Zines are the ultimate in radical self-publishing. They are the most accessible and cheapest way to create a hard-copy publication. They are easy to reproduce. They can be written quickly, or you can take your time over them. Some people sell their zines. Others distribute them freely. I have found zines that people have deliberately left around in art galleries, cafes, writing centres, libraries. I have been given zines in the street and in a queue for a gig- handed around by the band who were playing that night. Sometimes they are on a particular topic. Sometimes they take the form of a little comic book. Sometimes it’s a collaboration between a group of friends. A drag queen friend of mine produced his manifesto as a zine which he could distribute at his gigs. Another person made one just for himself- a collection of personal items, like a kind of magazine scrap book. You can find fan-zines online about people’s favourite bands including art work, fan fiction they’ve written, fantasy interviews etc.

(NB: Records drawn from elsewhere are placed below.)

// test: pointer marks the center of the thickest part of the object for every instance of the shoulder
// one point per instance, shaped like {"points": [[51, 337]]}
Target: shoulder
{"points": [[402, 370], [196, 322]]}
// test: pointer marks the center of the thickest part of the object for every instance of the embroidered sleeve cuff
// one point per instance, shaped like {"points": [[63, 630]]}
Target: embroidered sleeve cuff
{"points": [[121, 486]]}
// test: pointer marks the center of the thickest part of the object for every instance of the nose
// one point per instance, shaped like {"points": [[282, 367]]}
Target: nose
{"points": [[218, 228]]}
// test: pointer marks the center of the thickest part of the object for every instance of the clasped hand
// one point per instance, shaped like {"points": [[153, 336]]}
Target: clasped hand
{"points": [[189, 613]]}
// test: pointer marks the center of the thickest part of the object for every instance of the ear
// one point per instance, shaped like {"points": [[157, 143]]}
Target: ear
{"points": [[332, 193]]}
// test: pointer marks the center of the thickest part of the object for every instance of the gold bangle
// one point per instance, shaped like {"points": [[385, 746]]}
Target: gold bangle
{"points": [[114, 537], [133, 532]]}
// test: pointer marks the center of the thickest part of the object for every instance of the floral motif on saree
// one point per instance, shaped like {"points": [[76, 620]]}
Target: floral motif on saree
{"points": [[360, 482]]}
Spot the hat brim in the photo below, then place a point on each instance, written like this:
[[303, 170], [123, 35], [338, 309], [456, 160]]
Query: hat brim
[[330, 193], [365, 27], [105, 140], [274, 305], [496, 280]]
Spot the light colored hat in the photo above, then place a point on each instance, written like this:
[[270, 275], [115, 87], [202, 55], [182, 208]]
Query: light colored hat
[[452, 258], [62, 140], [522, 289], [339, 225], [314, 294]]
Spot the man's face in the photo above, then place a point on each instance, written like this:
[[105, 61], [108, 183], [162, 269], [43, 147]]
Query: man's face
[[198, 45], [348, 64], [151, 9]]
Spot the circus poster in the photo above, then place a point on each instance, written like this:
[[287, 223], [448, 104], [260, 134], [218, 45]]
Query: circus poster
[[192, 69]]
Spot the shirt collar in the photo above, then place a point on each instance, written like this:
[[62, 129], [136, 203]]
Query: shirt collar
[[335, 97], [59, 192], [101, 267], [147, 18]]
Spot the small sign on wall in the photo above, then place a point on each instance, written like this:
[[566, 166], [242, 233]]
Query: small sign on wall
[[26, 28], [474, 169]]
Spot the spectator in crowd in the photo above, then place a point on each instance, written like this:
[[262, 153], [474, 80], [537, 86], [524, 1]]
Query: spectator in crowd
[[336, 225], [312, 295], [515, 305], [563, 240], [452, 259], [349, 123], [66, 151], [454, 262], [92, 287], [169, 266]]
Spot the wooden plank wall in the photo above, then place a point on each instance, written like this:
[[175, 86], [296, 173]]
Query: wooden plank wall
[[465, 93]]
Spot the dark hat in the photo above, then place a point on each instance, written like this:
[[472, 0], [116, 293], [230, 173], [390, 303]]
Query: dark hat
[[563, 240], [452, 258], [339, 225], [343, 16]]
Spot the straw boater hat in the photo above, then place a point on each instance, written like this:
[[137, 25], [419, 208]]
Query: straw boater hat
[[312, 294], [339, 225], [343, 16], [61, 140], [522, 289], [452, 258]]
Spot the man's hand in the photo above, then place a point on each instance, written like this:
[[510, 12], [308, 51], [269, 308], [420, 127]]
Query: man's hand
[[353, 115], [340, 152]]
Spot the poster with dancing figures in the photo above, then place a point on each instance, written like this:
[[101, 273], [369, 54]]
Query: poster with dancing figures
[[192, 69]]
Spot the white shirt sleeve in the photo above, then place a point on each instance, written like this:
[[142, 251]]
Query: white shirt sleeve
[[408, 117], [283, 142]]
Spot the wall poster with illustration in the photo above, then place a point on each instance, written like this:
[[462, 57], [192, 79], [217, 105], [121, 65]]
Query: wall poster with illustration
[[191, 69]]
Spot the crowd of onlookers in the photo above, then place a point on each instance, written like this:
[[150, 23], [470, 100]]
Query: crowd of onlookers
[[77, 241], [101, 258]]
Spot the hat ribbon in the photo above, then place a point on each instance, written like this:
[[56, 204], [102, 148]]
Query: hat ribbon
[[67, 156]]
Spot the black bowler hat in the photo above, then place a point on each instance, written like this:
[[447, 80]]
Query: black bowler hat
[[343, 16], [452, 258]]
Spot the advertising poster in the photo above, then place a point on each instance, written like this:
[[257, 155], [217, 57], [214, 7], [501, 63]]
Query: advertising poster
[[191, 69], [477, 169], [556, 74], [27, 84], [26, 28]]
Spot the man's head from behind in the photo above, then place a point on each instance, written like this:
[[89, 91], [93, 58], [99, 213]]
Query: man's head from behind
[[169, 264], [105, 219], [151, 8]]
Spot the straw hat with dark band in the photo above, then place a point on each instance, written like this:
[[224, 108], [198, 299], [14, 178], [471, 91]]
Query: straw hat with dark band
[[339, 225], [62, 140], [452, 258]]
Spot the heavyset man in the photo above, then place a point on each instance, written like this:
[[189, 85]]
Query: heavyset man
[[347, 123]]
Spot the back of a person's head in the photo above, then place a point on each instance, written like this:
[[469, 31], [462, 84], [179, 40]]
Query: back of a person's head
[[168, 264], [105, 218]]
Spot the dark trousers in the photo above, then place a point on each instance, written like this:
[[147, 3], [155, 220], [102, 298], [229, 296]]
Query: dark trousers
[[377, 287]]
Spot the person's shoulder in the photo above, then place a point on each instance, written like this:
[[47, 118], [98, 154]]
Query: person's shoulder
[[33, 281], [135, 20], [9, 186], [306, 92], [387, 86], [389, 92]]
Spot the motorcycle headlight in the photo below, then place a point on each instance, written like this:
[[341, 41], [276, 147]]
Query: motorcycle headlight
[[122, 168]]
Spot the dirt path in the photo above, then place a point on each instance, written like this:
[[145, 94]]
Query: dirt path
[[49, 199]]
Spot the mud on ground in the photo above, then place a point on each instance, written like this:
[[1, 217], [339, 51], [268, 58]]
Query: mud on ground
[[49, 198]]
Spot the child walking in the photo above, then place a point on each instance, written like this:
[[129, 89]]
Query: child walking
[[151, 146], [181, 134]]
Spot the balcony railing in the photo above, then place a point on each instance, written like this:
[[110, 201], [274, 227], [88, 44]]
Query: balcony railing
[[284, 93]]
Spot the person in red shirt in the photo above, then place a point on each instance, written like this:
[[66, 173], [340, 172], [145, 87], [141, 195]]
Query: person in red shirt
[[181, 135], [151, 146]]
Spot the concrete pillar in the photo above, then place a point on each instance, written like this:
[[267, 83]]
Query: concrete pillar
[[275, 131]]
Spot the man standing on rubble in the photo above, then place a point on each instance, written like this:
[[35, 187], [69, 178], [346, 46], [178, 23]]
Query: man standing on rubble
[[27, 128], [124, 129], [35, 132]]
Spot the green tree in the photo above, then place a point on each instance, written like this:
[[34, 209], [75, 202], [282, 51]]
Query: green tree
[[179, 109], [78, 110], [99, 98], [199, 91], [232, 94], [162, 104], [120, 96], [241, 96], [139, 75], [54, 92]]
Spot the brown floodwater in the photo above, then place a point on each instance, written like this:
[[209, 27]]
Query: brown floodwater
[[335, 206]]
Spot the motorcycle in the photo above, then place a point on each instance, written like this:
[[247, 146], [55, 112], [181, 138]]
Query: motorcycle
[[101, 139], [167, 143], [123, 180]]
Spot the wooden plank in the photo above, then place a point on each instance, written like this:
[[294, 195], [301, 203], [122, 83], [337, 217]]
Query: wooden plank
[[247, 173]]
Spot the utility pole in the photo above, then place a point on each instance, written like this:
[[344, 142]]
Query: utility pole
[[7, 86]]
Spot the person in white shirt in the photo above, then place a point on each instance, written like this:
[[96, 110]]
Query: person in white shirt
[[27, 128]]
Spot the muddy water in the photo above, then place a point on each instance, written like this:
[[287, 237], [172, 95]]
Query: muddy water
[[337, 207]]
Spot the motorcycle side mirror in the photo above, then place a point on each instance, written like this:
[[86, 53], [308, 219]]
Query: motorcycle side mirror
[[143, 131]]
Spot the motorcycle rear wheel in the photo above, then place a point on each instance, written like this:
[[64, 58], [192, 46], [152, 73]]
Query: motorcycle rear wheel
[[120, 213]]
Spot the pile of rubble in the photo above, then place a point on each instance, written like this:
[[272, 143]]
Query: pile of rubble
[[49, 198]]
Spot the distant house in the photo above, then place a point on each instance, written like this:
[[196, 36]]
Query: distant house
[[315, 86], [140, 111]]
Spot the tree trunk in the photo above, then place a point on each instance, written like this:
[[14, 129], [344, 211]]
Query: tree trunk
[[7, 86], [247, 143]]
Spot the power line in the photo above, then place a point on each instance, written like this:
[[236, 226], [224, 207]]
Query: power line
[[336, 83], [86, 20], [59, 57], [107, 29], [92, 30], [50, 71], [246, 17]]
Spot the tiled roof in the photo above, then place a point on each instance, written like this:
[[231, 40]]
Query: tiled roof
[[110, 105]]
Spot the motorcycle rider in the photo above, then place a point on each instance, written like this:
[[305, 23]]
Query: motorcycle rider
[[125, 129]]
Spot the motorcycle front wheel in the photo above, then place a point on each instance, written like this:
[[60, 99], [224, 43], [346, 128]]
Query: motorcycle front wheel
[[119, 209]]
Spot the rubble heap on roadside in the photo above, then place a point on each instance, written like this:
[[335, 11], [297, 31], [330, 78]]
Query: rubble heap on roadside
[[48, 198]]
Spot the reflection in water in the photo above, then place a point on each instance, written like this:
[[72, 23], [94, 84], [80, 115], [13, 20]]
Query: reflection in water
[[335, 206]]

Some are just art. Some are just words. Some are info-zines explaining a particular political ideology. Some are mega-rants about the things that make the author most angry. Some are love letters. Some are tiny books of poetry.

Have a look on YouTube for various zine ideas and information about different kinds and sizes of zines. Use old magazine or papers for collage, use felt tips, do a whole zine in black and white. There are no rules. I love the mini zine so much because it’s just on one side of the paper and if you have access to a photo copier you can easily have your own printing press. If you and your friends are keen you can get together and have a zine gang, swap them, make them together, have a new theme each month. Do a series of Social Distancing Zines that you can publish when this is all over and then hold a zine party when you get together and bring copies to swap. Please invite me to this party.

I hope that this post has inspired some to get making in these days of isolation. We’re not really alone you know- we’re just physically further apart. Imagine everyone writing, everyone drawing or cutting and sticking. We’re going to produce art for ourselves and each other. If we can’t send them now, we will post pictures online and send them physically later. The main thing is to get your hands involved directly with the paper- make your mark- and then share it.

Good luck and happy zineing! I have no idea how to spell that. Answers on a zine…

 

Shirley-Anne McMillan is an author of contemporary Young Adult fiction. She lives in Co Down with her family where she writes, tutors, and works in the local Integrated school as an Alternative Chaplain. Shirley-Anne’s third novel, Every Sparrow Falling, was  published by Atom in 2019.